The first one’s song has a refrain, the cadence of which first reminded me of a Black Rail, but he is adding notes to the beginning of it, so I am hoping for a name to reveal itself soon.

The second one gave a little concert tonight as he foraged for nesting material.

So far, the new finch hens have been laying but nothing has hatched. Could be the time of year or simply the time it is taking for everyone to get settled in. Of course Dudlee’s eggs will never hatch, but maybe her gender explains part of the special relationship she has with Blue the lone budgie. She and Blue now share a perch at night and they sit feather-to-feather.

Dudlee in the Kitchen Window

Dudlee in the Kitchen Window

Blue and Dudlee 12-14-14-8878

Blue and Dudlee hanging out above a Society Finch nest

Things are getting back to normal on the most important level: I am playing music for birds again.

Ode to Vincenzo

Vincenzo, one of my male Zebra Finches, died Friday. Or at least that’s when I found him. He had been sick for perhaps a month or more. Confusing the issue was Fabrizio, the original Zebra Finch and if not Vincenzo’s father, his grandfather or even great-grandfather, who is also not feeling well, which I attribute to his age of more than 10 years. Fabrizio has started singing again, however feebly, but Vincenzo had been quiet for such a long time, I had all but forgotten about him.

That is, until I spent three hours in the dentist’s chair Saturday morning. Left with my mind to play Bach’s A Minor English Suite over and over again, I was also frustrated that Fabrizio was still singing and I had a dead Zebra Finch I had not identified. It was only under the clarity of local anesthesia and not being distracted by going anywhere that I suddenly realized the missing bird was indeed Vincenzo. I said “Oh!” and the dentist stopped whatever it was she was doing, asking me if I was in pain. No, not at all, I explained, I had just figured out that Vincenzo was dead.

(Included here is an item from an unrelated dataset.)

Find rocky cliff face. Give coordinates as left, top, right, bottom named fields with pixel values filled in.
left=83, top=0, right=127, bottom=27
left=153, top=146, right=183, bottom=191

I’m feeling terrible that I did not have the presence of mind over the last week to tune into his individual absence while he was still struggling to stay alive. One morning a few days ago he was flopping around on the floor, seemingly too weak to fly, and I picked him up and put him in the bottom of the first finch cage, so he could eat if he was so inclined, or if he was going to die, it was a “safe” place. When I came home later that day he was out of the cage. It’s possible he went off to die where I found him Friday night, tucked under the skirt of the futon cover…

Now I know the little ball of feathers I saw sitting tightly wound up into itself the last couple weeks was Vincenzo trying to stay warm. Only a few days ago he was huddled together with Fabrizio, as they took to caring for each other that way.

I managed to find a tape recorded January 14, 2012 with Vincenzo. I was just starting to revive Albeniz’s Tango, and he’s singing with it. Only he hadn’t been singing his entire song lately, just the first part of it. The whole song went, “I’m a Zebra Finch, and my name is Vince, Vincenzo, Cenzo, Zebra Finch.” Here he’s only singing the first part of it, over and over again, “I’m a Zebra Finch, and my name is Vince.” Adolfo is singing very loudly in the beginning of the piece, but the rest of the recording is Vincenzo’s. He is quieter, probably farther away from the microphone. He also solos a little bit after I stop playing.

Now my Zebra Finch population is now down to eight birds. Seven males and one female. The surviving males are Fabrizio, Adolfo, Beniamino, Pietro, Rodolfo, Zorro and Gregorio. They all still join in the dawn chorus, but it’s diminished considerably from the old days.